S. A. Hunt is a U.S. veteran, speculative fiction author, and Winner of Reddit.com/r/Fantasy's "Independent Novel of the Year" Award. He lives in Petoskey, Michigan, with the love of his life Jessi and their noble dog-son Jake the greyhound.

The Whirlwind in the Thorn Tree by S. A. Hunt

From award-winning author S. A. Hunt comes a blockbuster fantasy tale inspired by such old-school fantasy classics as Stephen King's The Dark Tower, C. S. Lewis's Chronicles of Narnia, and Madeleine L'Engle's A Wrinkle in Time.

After coming home from a stint in Afghanistan, veteran Ross Brigham learns that his father has passed away. Dearly departed Dad was a famous fantasy novelist, and the 300 fans that show up for the funeral demand that Ross finish E. R. Brigham's long-running magnum opus.
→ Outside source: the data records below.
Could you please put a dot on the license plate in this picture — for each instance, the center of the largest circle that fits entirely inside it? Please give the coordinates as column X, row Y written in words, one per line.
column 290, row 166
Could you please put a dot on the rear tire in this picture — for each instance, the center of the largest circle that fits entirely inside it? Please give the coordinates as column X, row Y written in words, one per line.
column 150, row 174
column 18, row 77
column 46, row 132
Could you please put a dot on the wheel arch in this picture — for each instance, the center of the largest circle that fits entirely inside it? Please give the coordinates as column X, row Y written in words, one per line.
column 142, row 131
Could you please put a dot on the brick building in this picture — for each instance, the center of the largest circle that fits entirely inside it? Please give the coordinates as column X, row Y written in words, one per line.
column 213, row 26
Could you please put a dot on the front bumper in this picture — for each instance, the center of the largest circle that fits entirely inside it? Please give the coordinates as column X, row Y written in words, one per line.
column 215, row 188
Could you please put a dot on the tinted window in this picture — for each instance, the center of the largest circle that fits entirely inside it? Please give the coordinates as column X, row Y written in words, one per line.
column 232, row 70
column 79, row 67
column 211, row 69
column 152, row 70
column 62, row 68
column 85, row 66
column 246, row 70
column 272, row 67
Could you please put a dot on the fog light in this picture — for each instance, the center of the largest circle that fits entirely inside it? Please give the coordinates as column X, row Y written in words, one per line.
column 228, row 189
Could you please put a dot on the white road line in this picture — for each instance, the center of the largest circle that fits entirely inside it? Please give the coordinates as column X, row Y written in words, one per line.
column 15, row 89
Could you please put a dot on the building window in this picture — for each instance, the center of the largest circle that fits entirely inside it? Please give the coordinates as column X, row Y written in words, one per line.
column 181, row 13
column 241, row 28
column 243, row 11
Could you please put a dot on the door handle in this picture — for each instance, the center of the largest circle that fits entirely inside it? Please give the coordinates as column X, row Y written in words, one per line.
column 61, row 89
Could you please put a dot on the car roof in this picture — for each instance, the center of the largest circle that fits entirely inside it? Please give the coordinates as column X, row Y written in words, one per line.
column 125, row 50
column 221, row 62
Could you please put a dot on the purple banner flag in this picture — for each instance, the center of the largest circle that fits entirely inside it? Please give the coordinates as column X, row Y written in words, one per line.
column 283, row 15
Ross and two of the author's devotees investigate his untimely death and discover that he might have been murdered...and the time-bending gunslingers of Dad's steampunk novels might be real.

As they try to acclimate to the arid deserts of the author's fantasy world, the three damaged heroes become pawns in a war for humanity's survival. The Muses have grown tired of immortality and now incite atrocities on Earth, trying to lure down a leviathan from the stars.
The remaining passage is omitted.